I also see a very internal threat of Mario's coming to terms with his homoattractedness. I think this is a level of nature pulling the family and community apart because of a lack of acceptance for men who are sexually penetrated by other men. (Note about gay Latino sexuality: Within Latino cultures it is perfectly socially acceptable for men to have sex with other men as long as they are the ones doing the penetration, and not the ones being penetrated. This mirrors Greek sexuality, as well as the sexuality of mice (yes, I have my sources.)) I think Mario shows a man lacking strength, whereas the other characters in the community have strength, and presumably make Mario feel uncomfortable. Mario as a result seeks refuge in outside of his community, forcing him to live two lives, that within his Latino community and one within a gay community that is not shown. We are shown in the play that Mario must ultimately make a choice and he telegraphs that he is going to choose to live within the gay community.

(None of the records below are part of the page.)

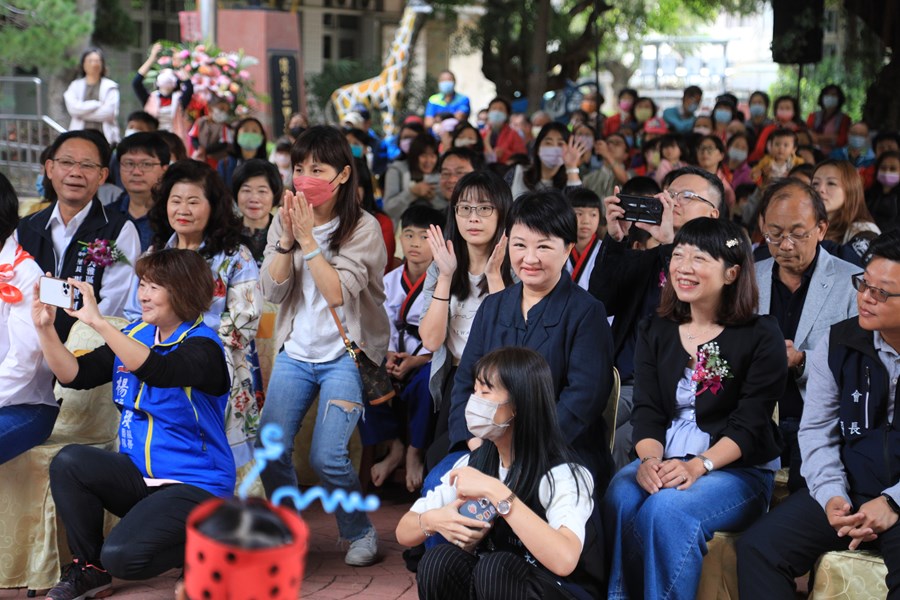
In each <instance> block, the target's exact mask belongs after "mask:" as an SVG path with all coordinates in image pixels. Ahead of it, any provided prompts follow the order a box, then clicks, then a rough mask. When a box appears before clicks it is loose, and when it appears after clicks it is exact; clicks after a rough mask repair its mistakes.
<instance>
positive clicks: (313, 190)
mask: <svg viewBox="0 0 900 600" xmlns="http://www.w3.org/2000/svg"><path fill="white" fill-rule="evenodd" d="M338 175H340V173H338ZM338 175H335V176H334V178H332V180H331V181H325V180H324V179H319V178H318V177H310V176H309V175H294V189H295V190H296V191H298V192H303V195H304V196H305V197H306V201H307V202H309V203H310V204H311V205H312V206H313V208H315V207H316V206H321V205H323V204H325V203H326V202H328V201H329V200H331V197H332V196H333V195H334V192H335V188H332V187H331V183H332V182H333V181H334V180H335V179H337V178H338ZM338 185H340V184H338Z"/></svg>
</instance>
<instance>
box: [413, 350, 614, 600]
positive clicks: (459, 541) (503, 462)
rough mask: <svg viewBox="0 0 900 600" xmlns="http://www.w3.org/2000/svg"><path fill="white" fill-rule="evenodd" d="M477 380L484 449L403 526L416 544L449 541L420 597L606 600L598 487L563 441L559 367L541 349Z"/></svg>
mask: <svg viewBox="0 0 900 600" xmlns="http://www.w3.org/2000/svg"><path fill="white" fill-rule="evenodd" d="M475 372H476V374H477V375H476V378H475V388H474V393H473V394H472V396H471V397H470V399H469V402H468V405H467V407H466V422H467V424H468V427H469V430H470V431H471V432H472V433H473V434H474V435H477V436H479V437H481V438H482V439H483V440H485V442H484V444H483V445H482V446H481V447H480V448H478V449H477V450H475V451H474V452H472V453H471V454H470V455H468V456H465V457H463V458H462V459H460V460H459V462H457V463H456V465H455V468H454V469H453V470H452V471H450V472H449V473H448V474H447V475H445V476H444V478H443V479H442V483H441V485H439V486H438V487H437V488H435V489H434V490H432V491H431V492H429V493H428V495H427V496H426V497H425V498H422V499H420V500H418V501H417V502H416V503H415V504H413V506H412V508H411V510H410V511H409V512H408V513H406V515H404V516H403V518H402V519H401V520H400V523H399V524H398V526H397V540H398V541H399V542H400V543H401V544H404V545H407V546H414V545H416V544H420V543H422V542H423V541H424V540H425V538H426V537H430V536H431V535H434V534H436V533H438V534H440V535H441V536H443V537H444V539H446V541H447V542H449V544H438V545H436V546H434V547H433V548H431V549H429V550H428V551H427V552H426V553H425V555H424V557H423V558H422V560H421V562H420V563H419V566H418V571H417V573H418V576H417V580H418V586H419V597H420V598H424V599H426V600H429V599H432V598H448V599H455V598H479V599H480V598H515V599H519V598H551V599H555V598H566V599H569V598H591V597H598V596H599V592H600V589H601V588H602V579H603V575H602V564H603V557H602V554H601V552H602V550H601V545H602V539H601V538H600V536H599V533H600V530H599V527H598V526H597V525H598V521H597V520H596V518H592V513H593V508H594V503H593V500H592V495H593V487H594V486H593V479H592V477H591V475H590V474H589V473H588V471H587V470H586V469H585V468H584V467H582V466H581V465H578V464H576V463H575V462H574V460H575V459H574V454H573V453H572V451H571V450H570V449H569V447H568V446H567V445H566V442H565V441H564V440H563V437H562V434H561V432H560V428H559V424H558V423H557V418H556V412H557V410H556V400H555V394H554V391H553V381H552V376H551V373H550V368H549V367H548V366H547V363H546V362H545V360H544V359H543V357H541V355H540V354H538V353H537V352H535V351H533V350H529V349H527V348H518V347H505V348H500V349H498V350H495V351H493V352H490V353H489V354H486V355H485V356H484V357H482V358H481V359H480V360H479V361H478V363H477V365H476V367H475ZM489 515H491V516H489Z"/></svg>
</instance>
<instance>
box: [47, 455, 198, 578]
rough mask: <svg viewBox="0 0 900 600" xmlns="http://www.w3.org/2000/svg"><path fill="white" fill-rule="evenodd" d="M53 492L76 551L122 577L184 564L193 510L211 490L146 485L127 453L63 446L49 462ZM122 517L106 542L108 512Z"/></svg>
mask: <svg viewBox="0 0 900 600" xmlns="http://www.w3.org/2000/svg"><path fill="white" fill-rule="evenodd" d="M50 492H51V493H52V494H53V501H54V502H55V503H56V512H57V513H58V514H59V516H60V518H61V519H62V521H63V523H64V524H65V526H66V536H67V539H68V542H69V549H70V550H71V551H72V555H73V556H74V557H75V558H78V559H79V560H81V561H84V562H87V563H90V564H95V565H102V566H103V568H104V569H106V570H107V571H109V572H110V574H112V575H113V576H115V577H118V578H120V579H149V578H150V577H155V576H157V575H159V574H161V573H164V572H165V571H168V570H169V569H174V568H176V567H181V566H183V565H184V541H185V523H186V522H187V517H188V514H189V513H190V512H191V511H192V510H193V509H194V508H195V507H196V506H197V505H198V504H200V503H201V502H203V501H204V500H206V499H208V498H212V494H210V493H209V492H207V491H206V490H202V489H200V488H198V487H195V486H193V485H187V484H173V485H166V486H161V487H152V488H149V487H147V485H146V483H144V479H143V476H142V475H141V472H140V471H138V469H137V467H135V466H134V463H132V462H131V459H129V458H128V457H127V456H124V455H122V454H119V453H116V452H109V451H107V450H101V449H99V448H94V447H91V446H79V445H71V446H66V447H65V448H63V449H62V450H61V451H60V452H59V454H57V455H56V457H55V458H54V459H53V462H51V463H50ZM104 509H106V510H108V511H110V512H111V513H113V514H114V515H116V516H117V517H120V518H121V519H122V520H121V521H119V524H118V525H116V526H115V527H114V528H113V530H112V531H111V532H110V534H109V537H108V538H106V540H105V541H104V540H103V510H104Z"/></svg>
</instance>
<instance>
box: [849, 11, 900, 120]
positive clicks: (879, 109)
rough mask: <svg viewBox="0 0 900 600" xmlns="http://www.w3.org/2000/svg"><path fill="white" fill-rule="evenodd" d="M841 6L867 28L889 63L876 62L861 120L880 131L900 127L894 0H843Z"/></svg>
mask: <svg viewBox="0 0 900 600" xmlns="http://www.w3.org/2000/svg"><path fill="white" fill-rule="evenodd" d="M843 1H844V7H845V8H846V9H847V11H848V12H849V13H851V14H854V15H856V16H857V17H859V18H860V19H861V20H862V21H863V22H864V23H865V24H866V25H867V26H868V28H869V35H871V36H874V37H876V38H877V39H878V40H880V42H881V43H882V44H883V45H884V49H885V56H886V57H889V60H887V61H882V62H881V63H879V64H880V65H882V66H881V68H880V70H879V71H878V73H877V74H876V76H875V79H874V81H873V82H872V84H871V85H870V86H869V88H868V91H867V94H866V104H865V107H864V109H863V118H864V119H865V120H866V122H867V123H871V124H872V125H873V126H874V127H876V128H878V129H882V130H888V129H898V128H900V102H898V101H897V90H900V59H898V56H897V55H898V54H900V6H898V3H897V0H843Z"/></svg>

3. a. I think the rituals within the play are very much in keeping with a sense of realism. Latino communities are generally strongly catholic, and as such have a great influence on Latino's functional lives. I think the display of rituals ground this play into the reality of its communities, and as such more strongly ties it to those actual lived experiences, making the play more realistic.

b. I think within the author's message the rituals are to show how people must be adaptive of rituals, and fit the rituals to serve their purposes. This fits within the larger theme of the Latino community seeking to find its place within the larger community that they exist in, thus showing how to take the old and important and meld it with the future and those things around you.